The captain forgot everything in his new astonishment. “What do you mean?” he asked. “I had heard nothing about this. I don’t understand.”
“Not now—not now,” she whispered. “Some other time you will know all about it and will judge me as you should. Leave me alone now; I want to think. Kiss me”—she turned up her face to his—“and don’t think hardly of me, dear old friend, if you can help it.”
He kissed her and softly patted her cheek, lingered a moment, and then, as he saw her lying with closed eyes, stole out of the room, shutting the door behind him. With scarcely a word to Medmer Theed he went out of the shop and into the street, and walked back to his own place. There, pacing up and down the little parlour, he turned over many things in his mind, and wondered again and again in a vague fashion what he should do; above all things, what he should do in regard to ’Linda.

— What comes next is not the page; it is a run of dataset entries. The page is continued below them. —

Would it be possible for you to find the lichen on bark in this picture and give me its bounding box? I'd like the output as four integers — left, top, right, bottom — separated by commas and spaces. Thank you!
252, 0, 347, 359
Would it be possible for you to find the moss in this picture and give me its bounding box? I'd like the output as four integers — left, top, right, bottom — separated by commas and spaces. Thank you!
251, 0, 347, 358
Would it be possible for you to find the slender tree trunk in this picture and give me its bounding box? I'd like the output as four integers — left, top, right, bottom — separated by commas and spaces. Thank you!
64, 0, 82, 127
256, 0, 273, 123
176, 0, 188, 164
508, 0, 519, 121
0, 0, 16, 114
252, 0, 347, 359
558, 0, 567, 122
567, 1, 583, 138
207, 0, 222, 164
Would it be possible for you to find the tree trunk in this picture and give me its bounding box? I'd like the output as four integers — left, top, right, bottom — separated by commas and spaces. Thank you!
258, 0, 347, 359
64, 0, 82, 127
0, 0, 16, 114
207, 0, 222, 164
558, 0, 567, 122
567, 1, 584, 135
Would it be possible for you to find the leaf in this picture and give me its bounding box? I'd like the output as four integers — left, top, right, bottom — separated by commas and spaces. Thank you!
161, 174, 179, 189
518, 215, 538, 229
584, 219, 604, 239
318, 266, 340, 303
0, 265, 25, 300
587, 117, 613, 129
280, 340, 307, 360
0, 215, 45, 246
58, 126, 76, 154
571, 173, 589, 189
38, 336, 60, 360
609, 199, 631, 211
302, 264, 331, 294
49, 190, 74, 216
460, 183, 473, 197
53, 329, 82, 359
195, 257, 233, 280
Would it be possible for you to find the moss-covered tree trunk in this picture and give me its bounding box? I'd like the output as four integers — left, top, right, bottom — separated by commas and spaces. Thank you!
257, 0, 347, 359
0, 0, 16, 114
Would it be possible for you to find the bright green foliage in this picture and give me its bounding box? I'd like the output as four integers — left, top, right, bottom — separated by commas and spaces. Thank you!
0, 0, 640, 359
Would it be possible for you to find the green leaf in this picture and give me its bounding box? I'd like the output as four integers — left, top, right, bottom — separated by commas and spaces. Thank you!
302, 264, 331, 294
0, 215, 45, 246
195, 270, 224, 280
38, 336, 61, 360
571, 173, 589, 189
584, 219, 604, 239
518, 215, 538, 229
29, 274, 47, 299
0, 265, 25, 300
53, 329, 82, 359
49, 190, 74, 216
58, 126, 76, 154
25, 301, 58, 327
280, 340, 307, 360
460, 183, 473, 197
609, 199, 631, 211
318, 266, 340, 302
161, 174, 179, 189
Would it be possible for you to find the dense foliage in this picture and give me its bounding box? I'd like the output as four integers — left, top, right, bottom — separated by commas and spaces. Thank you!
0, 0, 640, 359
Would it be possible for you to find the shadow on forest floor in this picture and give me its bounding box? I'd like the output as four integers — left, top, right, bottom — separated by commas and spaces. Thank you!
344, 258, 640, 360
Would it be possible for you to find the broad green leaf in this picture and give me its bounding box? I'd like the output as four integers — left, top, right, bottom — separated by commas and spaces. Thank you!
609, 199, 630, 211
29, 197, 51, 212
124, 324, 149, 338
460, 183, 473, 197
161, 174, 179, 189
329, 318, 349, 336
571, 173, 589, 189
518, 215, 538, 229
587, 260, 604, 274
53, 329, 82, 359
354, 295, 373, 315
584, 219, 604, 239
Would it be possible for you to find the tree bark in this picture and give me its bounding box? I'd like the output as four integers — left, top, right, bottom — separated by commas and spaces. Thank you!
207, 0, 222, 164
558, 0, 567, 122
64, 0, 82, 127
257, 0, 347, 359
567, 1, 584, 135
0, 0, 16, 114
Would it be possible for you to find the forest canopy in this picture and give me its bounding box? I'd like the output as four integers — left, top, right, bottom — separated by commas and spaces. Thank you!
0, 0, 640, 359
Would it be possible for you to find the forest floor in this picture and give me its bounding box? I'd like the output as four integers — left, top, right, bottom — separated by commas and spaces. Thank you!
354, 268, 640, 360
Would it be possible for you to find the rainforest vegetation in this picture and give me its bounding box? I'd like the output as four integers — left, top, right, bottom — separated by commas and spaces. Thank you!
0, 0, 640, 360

To leave her with the old shoemaker was obviously out of the question, and yet what else was to be done? The captain felt here at once the helplessness of his mere manhood; saw that, whatever delicacy he might possess, it was quite unequal to such an occasion as this. “It wants a woman,” muttered the captain to himself; and so started on a new train of thought.
The result of that particular train of thought was that the captain, after passing a sleepless night, set off early the next morning for London, and presented himself within a few hours at the door of Miss Charlotte Carlaw’s house. He sent up his card and was at once admitted and taken into the old woman’s presence. She turned her head toward him as he entered the room, and smiled a welcome and held out her hand. The captain took the hand in his courtly fashion and hoped that she was well.
“Oh, in better health than I ought to be, I’ve no doubt,” replied the old woman. “And what brings you to town? Have you come like all the rest to upbraid me for my harshness—to cry out his virtues to me? have you come for that? Because, if you have, you will be wiser to save your breath and say nothing.”
“Let me begin by saying that I know nothing of the matter,” replied the captain, “and that that is not my errand. I have certainly learned in an accidental manner that Comethup no longer lives here; but I have heard so much within the past few days that my poor old brain is in a whirl, and I can think of nothing coherently.”